# Turbo vs. Supercharger



## Gertythadirtygoat (Jun 1, 2007)

There seem to be many kits out there for boosting our goats. I need some feedback from people about what they think!:cool 

I know the supercharger will help down low and the turbo up high.... but i think i have it down between the Magnacharger supercharger kit and the STS turbo kit. Which one will be the best bang for buck? And im not wanting to go all out, just wanting around 550 whp. :rofl:


----------



## kgc (Sep 28, 2007)

*S/C or Turbo?*

I've had both - turbocharged on my vette and now a Magnacharger on my LS2. Love the low end torque of the SC. Had mine done at LPE and it drives effortless - where you need the power on the street, in the lower rpm areas. Also super easy to tune and plumb.


----------



## Gertythadirtygoat (Jun 1, 2007)

Which one feels faster to you? i mean even though to vette is a faster car. But how much hp you think the supercharger is putting down?


----------



## PDQ GTO (Jun 21, 2007)

kgc said:


> I've had both - turbocharged on my vette and now a Magnacharger on my LS2. Love the low end torque of the SC. Had mine done at LPE and it drives effortless - where you need the power on the street, in the lower rpm areas. Also super easy to tune and plumb.

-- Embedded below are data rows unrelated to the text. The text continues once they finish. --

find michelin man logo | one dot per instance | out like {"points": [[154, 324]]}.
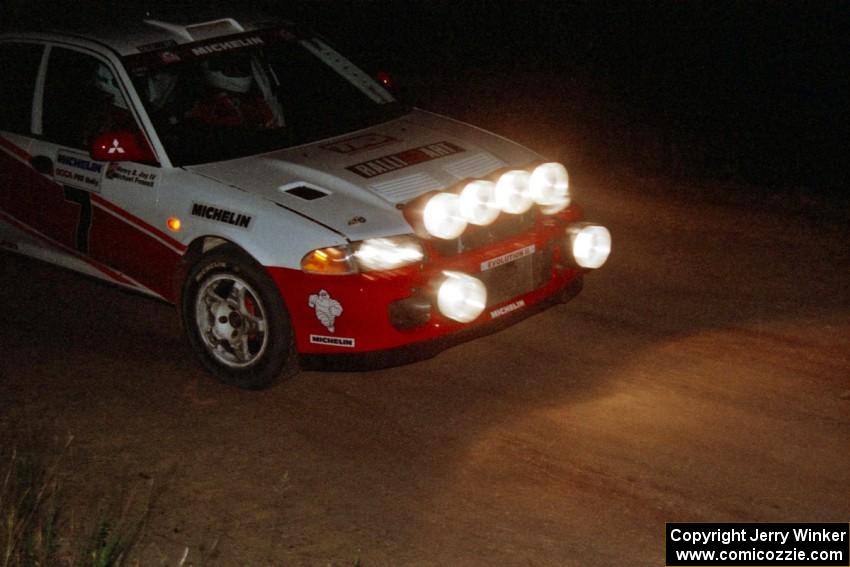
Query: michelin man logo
{"points": [[327, 308]]}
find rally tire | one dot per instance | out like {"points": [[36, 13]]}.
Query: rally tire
{"points": [[236, 321]]}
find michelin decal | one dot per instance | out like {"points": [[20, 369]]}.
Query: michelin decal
{"points": [[327, 309], [77, 170]]}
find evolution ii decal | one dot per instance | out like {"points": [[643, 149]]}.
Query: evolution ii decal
{"points": [[392, 162], [221, 215], [327, 309], [507, 258], [509, 308], [357, 143], [77, 170]]}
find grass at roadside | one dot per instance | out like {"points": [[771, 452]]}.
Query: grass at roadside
{"points": [[38, 530]]}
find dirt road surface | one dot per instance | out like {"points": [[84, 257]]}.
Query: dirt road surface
{"points": [[702, 375]]}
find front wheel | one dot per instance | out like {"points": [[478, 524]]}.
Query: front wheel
{"points": [[236, 321]]}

kcg, Where do you take the GTO for Mods and tunes here in the Bay?

Thanks,
Rich


----------



## koman (Sep 25, 2006)

from what i have heard the sts turbo kit isn't too great quality wise. so i'd go maggie sc. look into aps or a local shop that will fab you up a turbo kit. turbo you don't have the constant whine as you would with a s/c and you'd probably put down the same amount of power with turbo as you would s/c but with less low end due to the spooling of the turbo. alot of that will depend on turbo size both turbine and housing sizes. :seeya:


----------



## Chrisco (Mar 19, 2007)

Gertythadirtygoat said:


> I know the supercharger will help down low and the turbo up high...

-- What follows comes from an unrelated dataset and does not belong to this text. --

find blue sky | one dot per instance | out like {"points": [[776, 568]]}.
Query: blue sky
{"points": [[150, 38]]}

This statement is annoying. Everytime you hear turbo vs supercharger this is what they say. A S/C can get you more high end than a turbo. Centrifugals build boost rapidly the more RPM your motor is spinning. Roots will give you more boost down low. A twin screw would be the best way to go getting mostly mid range. A turbo can get you anything in between. Like koman said, its how you size your turbo. Big turbo means big spool up time means when it finally does spool up in the higher rpm's its crazy. Small turbo means quick spool up in lower rpm's and not as much peak HP. Here's a good writeup on turbos:

http://www.turbobygarrett.com/turbobygarrett/tech_center/turbo_tech101.html


----------



## hsv (Jun 11, 2007)

*Slp490*

Aside from the lower power/torque gain, how would you compare going with something like an SLP490 performance pac over turbo/sc. I'm guessing the hp/torque curve for the SLP490 would not be as flat as turbo/sc but then you are not paying any weight penalty so handling might be a bit better.

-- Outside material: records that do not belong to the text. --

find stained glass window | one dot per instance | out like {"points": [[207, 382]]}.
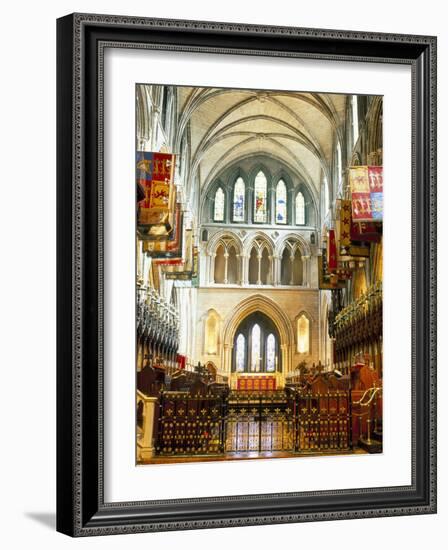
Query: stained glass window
{"points": [[218, 212], [355, 121], [300, 209], [303, 334], [238, 200], [256, 349], [260, 191], [280, 206], [270, 353], [240, 358]]}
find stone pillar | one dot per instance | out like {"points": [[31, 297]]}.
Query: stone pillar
{"points": [[146, 444], [244, 269], [276, 279], [226, 261], [285, 358], [227, 362], [306, 271]]}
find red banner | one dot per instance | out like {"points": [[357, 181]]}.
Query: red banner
{"points": [[366, 184], [332, 255]]}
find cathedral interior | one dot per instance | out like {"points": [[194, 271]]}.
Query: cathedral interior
{"points": [[258, 274]]}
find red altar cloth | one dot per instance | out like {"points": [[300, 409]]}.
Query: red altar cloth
{"points": [[256, 383]]}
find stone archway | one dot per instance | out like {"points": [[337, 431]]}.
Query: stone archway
{"points": [[265, 305]]}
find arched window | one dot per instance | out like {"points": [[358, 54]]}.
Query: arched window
{"points": [[256, 345], [260, 272], [281, 203], [240, 355], [211, 334], [218, 209], [291, 265], [355, 122], [220, 264], [300, 209], [226, 269], [253, 266], [303, 334], [255, 356], [232, 266], [270, 353], [339, 163], [239, 192], [260, 194]]}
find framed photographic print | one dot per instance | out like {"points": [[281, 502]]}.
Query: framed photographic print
{"points": [[246, 274]]}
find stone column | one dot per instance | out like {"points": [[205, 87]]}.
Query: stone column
{"points": [[306, 271], [276, 270], [227, 362], [259, 256], [146, 444], [244, 270], [226, 260]]}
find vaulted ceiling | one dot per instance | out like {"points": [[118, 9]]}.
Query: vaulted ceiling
{"points": [[227, 124]]}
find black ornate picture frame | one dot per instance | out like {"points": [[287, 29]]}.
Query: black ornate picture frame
{"points": [[81, 509]]}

Speaking of weight penalty (for handling -- not for acceleration), how does a Maggie SC compare with an APS TT? Seems to me that that the TT with intercooler is going to add a lot of weight to the nose. Does this weight even matter from a handling point of view, or is it negligible?

HSV.


----------



## koman (Sep 25, 2006)

hsv said:


> Speaking of weight penalty (for handling -- not for acceleration), how does a Maggie SC compare with an APS TT? Seems to me that that the TT with intercooler is going to add a lot of weight to the nose. Does this weight even matter from a handling point of view, or is it negligible?
> 
> HSV.


 to keep weight off the nose look at a rear mount turbo. many of the weight issues will depend on your suspension set up. a properly weighted and sprung car will feel far better than a genericly sprung car. if you can get rid of body roll i don't see how the extra weight would hurt the car although i would also suggest looking into lightening when/where you can.


----------



## Gertythadirtygoat (Jun 1, 2007)

Well if what i said is to annoying for you please dont write anything in my posts anymore. Do us both a favor.

And with what i said the supercharger i was gona go with helps alot more down low and the sts kit doesnt even hit max boost until about 3800 rpms, so therefore that is high end. And those were the two i had picked between. 

Thanks everyone else for the input.


----------



## hsv (Jun 11, 2007)

koman said:


> to keep weight off the nose look at a rear mount turbo. many of the weight issues will depend on your suspension set up. a properly weighted and sprung car will feel far better than a genericly sprung car. if you can get rid of body roll i don't see how the extra weight would hurt the car although i would also suggest looking into lightening when/where you can.


Thanks Koman:

I've seen pictures of the rear-mounted STS turbos, that would be a great way to balance out the weight of the front. Do you know if the rear-mount turbos still need an inter-cooler? I feel like that is going to be the heaviest part of the system.

Ideally, I want to tighten up my suspension with a Pedders Street II/Serious Street kit. My ultimate goal is to have a goat that handles as well as it accelerates  

I hear what you are saying about body roll. As I understand it weight towards the front/back of the car is bad as it adds a lot to your "rotational inertia" and makes it harder for the car to rotate quickly about its center of gravity (without using throttle oversteer . The closer the weight is to your car's center of gravity the quicker it will pivot around this point. That's one of the reasons mid-engine cars have such great cornering capability.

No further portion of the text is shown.